Вспомнила свои мысли двухчасовой давности: «Да вернусь ли я когда-нибудь в этот Новороссийск?»
Она думала возвратиться сюда – ну, может, в командировку, – когда она уже будет работать на солидном предприятии. Или даже в свадебное путешествие.
Но она вернулась – гораздо раньше. Очень скоро. Слишком скоро…
И опять, будто фильм крутят задом наперед. – набережная, здание морвокзала…
Она машинально поискала глазами пальму, у которой они недавно стояли вместе с Васькой, прощались. И смотрели на красавца «Нахимова», готового продолжить черноморский круиз… Их пальма была на месте. Но теперь вокруг нее, прислонясь к кадушке, сидели мокрые, грязные, потерянные туристы.
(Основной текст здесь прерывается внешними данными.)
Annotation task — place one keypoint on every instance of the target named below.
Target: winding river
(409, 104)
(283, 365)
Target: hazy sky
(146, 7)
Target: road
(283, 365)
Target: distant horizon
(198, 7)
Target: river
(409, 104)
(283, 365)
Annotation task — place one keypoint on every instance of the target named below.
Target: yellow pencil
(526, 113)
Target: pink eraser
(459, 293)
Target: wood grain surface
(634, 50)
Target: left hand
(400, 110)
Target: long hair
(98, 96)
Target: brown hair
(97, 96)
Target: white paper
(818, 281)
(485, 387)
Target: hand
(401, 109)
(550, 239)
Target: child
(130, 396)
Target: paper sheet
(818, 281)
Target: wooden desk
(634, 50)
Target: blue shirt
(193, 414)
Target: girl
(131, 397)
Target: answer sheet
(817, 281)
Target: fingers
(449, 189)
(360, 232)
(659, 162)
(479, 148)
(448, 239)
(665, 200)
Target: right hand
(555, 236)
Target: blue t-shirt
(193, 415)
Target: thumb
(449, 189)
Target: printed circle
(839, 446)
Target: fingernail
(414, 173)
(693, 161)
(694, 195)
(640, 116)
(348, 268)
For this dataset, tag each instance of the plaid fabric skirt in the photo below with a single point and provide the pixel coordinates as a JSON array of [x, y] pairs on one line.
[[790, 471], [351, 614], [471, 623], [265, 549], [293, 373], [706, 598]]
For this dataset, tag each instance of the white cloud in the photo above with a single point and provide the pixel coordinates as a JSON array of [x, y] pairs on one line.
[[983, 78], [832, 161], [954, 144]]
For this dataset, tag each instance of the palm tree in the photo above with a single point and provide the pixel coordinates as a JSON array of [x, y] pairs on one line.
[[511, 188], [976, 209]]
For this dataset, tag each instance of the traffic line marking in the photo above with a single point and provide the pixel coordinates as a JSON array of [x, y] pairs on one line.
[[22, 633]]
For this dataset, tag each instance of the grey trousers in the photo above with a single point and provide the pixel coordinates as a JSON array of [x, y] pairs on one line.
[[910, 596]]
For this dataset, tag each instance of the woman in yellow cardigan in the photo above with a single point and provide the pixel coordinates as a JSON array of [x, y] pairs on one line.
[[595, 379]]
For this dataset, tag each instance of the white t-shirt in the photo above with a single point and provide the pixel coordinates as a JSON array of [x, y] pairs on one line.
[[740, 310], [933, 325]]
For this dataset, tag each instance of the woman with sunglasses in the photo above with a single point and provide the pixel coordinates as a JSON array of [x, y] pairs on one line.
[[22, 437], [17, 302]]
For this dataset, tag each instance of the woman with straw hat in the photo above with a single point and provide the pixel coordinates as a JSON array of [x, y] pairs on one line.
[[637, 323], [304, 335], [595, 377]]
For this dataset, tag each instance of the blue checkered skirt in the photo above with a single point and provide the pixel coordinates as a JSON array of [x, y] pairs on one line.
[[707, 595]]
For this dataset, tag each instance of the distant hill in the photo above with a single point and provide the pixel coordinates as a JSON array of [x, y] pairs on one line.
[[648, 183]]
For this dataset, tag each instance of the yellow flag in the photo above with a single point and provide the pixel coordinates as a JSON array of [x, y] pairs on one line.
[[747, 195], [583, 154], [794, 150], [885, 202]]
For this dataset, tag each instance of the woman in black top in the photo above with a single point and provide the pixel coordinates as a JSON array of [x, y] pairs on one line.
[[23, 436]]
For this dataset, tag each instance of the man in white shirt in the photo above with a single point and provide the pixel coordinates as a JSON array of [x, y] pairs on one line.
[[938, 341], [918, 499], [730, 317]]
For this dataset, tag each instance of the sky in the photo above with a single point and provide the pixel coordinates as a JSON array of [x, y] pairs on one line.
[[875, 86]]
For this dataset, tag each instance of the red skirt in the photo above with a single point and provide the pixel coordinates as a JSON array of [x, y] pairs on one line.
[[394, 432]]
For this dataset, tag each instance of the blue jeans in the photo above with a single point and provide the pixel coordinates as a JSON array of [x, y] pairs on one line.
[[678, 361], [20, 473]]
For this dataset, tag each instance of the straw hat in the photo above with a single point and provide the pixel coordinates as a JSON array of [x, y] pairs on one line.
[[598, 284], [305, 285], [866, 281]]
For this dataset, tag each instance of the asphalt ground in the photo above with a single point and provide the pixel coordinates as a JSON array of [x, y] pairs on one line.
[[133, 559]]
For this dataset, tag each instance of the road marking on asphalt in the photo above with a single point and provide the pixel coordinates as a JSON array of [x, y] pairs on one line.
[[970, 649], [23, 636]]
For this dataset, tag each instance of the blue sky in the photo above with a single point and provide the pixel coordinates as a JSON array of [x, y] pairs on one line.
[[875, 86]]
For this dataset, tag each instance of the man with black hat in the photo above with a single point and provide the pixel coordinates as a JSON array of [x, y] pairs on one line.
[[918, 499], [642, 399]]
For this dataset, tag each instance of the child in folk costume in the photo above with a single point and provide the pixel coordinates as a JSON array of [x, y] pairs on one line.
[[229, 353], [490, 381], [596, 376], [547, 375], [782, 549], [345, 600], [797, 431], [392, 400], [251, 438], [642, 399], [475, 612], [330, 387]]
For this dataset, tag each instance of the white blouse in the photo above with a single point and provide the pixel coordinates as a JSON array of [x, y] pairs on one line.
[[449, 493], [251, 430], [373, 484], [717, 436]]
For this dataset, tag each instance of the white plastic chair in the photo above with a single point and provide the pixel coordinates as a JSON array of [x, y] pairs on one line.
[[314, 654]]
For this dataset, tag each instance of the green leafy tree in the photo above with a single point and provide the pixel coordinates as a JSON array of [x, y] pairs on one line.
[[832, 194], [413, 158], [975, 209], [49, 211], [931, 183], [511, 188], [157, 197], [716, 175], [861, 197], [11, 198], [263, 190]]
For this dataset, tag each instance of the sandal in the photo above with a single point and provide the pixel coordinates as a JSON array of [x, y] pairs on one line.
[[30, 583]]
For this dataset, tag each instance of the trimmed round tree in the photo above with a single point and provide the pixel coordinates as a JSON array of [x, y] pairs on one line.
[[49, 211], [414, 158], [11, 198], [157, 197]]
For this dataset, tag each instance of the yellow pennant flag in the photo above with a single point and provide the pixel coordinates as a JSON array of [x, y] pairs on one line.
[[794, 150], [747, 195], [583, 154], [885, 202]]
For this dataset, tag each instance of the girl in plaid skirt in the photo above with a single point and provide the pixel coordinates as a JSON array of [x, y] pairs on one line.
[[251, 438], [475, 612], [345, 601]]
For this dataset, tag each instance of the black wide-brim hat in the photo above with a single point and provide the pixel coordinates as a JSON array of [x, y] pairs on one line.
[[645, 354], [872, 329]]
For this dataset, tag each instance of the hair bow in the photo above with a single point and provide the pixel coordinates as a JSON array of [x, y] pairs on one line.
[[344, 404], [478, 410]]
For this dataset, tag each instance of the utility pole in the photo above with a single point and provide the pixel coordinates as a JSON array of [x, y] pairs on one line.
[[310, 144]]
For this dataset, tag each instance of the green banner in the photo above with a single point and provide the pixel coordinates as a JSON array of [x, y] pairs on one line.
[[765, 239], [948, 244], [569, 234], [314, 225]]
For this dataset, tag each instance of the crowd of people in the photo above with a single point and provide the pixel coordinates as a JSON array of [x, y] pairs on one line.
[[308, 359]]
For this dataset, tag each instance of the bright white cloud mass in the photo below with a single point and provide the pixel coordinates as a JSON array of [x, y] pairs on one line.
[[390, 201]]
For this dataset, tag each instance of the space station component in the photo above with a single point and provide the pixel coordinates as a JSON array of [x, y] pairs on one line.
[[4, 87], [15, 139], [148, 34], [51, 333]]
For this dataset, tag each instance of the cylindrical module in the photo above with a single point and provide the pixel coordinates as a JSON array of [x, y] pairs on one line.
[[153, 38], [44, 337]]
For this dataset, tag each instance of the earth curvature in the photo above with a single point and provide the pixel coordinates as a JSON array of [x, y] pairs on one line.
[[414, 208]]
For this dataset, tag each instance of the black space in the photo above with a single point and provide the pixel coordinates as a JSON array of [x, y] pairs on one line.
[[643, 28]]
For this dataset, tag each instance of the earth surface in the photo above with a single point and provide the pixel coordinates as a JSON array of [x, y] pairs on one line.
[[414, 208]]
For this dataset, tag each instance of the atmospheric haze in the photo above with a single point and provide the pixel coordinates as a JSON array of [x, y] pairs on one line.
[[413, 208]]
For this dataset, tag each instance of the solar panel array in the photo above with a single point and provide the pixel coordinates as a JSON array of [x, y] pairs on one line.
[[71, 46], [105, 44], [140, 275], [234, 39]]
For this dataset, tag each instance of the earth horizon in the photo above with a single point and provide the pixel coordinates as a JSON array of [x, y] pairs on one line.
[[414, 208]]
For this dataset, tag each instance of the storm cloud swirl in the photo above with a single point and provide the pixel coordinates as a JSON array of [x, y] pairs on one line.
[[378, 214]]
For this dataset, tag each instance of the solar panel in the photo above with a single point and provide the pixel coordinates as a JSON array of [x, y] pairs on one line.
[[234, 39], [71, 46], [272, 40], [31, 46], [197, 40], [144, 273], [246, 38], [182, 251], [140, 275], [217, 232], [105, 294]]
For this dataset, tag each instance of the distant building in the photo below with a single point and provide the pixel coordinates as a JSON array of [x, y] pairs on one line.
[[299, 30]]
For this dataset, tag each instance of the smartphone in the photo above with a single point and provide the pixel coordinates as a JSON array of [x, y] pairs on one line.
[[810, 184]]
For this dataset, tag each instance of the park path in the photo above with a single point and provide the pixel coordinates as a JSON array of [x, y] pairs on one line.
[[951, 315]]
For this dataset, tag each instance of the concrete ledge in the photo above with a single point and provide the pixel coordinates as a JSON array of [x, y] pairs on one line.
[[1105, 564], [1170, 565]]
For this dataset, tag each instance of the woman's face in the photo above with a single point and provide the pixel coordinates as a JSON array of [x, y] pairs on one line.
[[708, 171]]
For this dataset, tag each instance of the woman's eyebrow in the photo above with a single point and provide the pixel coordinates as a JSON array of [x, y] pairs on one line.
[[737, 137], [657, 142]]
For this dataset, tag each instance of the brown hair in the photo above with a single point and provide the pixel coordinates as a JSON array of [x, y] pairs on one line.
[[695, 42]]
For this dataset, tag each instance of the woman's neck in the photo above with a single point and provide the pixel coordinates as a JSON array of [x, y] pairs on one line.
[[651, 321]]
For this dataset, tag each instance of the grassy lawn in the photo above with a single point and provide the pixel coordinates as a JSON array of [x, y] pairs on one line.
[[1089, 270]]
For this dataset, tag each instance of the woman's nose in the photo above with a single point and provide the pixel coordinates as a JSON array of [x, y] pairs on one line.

Пустынный накануне морвокзал был заполнен до отказа – человек триста, не меньше.
Но Вера знала, что ее родителей здесь нет.
Подсказывала интуиция, шестое чувство, невидимая нить, связывающая ее с мамой и папой…
Та же интуиция говорила ей, что здесь нет и того человека, кто вырвал у папы спасительную деревяшку. И морского волка Мишеньки нет тоже…
К Вере подошел милиционер.
Спросил ее фамилию, место жительства, с кем путешествовала. Она отвечала спокойно, механически:
– Веселова… С родителями… Да, они тоже Веселовы. Здесь их нет…
Вера ни слова не скажет о том, что ее родителей погубили. Точнее, скажет, но не здесь и не сейчас.
Милиционерик – совсем молоденький! – внимательно посмотрел на нее и быстро отошел.
Вернулся через пару минут вместе с врачом. Вера услышала приглушенное:
«шок… успокоительное…»
Ей закатали рукав, сделали укол в предплечье, сказали:
– Сейчас поедем в гостиницу…
– Нет, – спокойно отвечала она. – Я буду ждать родителей.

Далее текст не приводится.